Par Jean-Marie Beaudouin

Dessalines, victime des imputations imaginaires

Dessalines est dépeint par les premiers historiens sous les traits d’un sanguinaire toujours inassouvi, mais aussi comme le prédateur des habitants du Sud en particulier. On rapporte que le jour du 17 octobre 1806 où il allait être sacrifié sur l’autel de la trahison, il aurait annoncé l’apocalypse-Sud: « Je veux que mon cheval marche dans le sang jusqu’à Tiburon. Bientôt le département du Sud serait une telle solitude qu’on n’y entendrait même plus le chant du Coq » dans Histoire d’Haïti – Tome 3, pages 322 – 323, de l’auteur Thomas Madiou.
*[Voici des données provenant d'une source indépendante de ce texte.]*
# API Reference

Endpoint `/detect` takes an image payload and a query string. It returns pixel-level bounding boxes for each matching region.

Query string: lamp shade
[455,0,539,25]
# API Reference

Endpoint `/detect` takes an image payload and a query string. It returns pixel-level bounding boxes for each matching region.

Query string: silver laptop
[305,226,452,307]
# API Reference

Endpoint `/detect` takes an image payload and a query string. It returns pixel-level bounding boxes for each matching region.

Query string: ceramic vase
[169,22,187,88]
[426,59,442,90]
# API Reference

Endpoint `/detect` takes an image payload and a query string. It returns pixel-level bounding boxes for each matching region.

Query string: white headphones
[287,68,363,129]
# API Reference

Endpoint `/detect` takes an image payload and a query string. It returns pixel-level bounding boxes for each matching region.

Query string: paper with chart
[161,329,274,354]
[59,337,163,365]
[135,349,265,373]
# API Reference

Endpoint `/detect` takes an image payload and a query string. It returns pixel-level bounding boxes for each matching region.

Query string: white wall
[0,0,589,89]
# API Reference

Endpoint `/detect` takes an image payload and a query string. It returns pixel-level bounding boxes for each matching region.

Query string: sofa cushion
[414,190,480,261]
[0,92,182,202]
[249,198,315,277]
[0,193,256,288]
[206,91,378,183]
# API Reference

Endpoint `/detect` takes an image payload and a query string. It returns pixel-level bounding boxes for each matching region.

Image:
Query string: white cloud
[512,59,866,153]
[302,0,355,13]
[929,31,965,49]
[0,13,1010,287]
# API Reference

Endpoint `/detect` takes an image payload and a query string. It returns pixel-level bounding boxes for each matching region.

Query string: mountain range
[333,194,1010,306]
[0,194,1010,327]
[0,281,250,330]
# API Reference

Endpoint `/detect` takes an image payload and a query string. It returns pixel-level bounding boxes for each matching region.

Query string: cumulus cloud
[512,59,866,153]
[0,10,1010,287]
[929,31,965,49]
Le département du Sud est aussi présenté comme le foyer originel de la résistance, de la rébellion ou de l’insurrection contre le gouvernement central. Parmi les évènements du Sud à l’époque coloniale et à l’époque de l’indépendance nationale, nous en sélectionnons trois (3) qui peuvent expliquer le caractère antipathique des historiens officiels qui manifestement n’aiment pas Dessalines.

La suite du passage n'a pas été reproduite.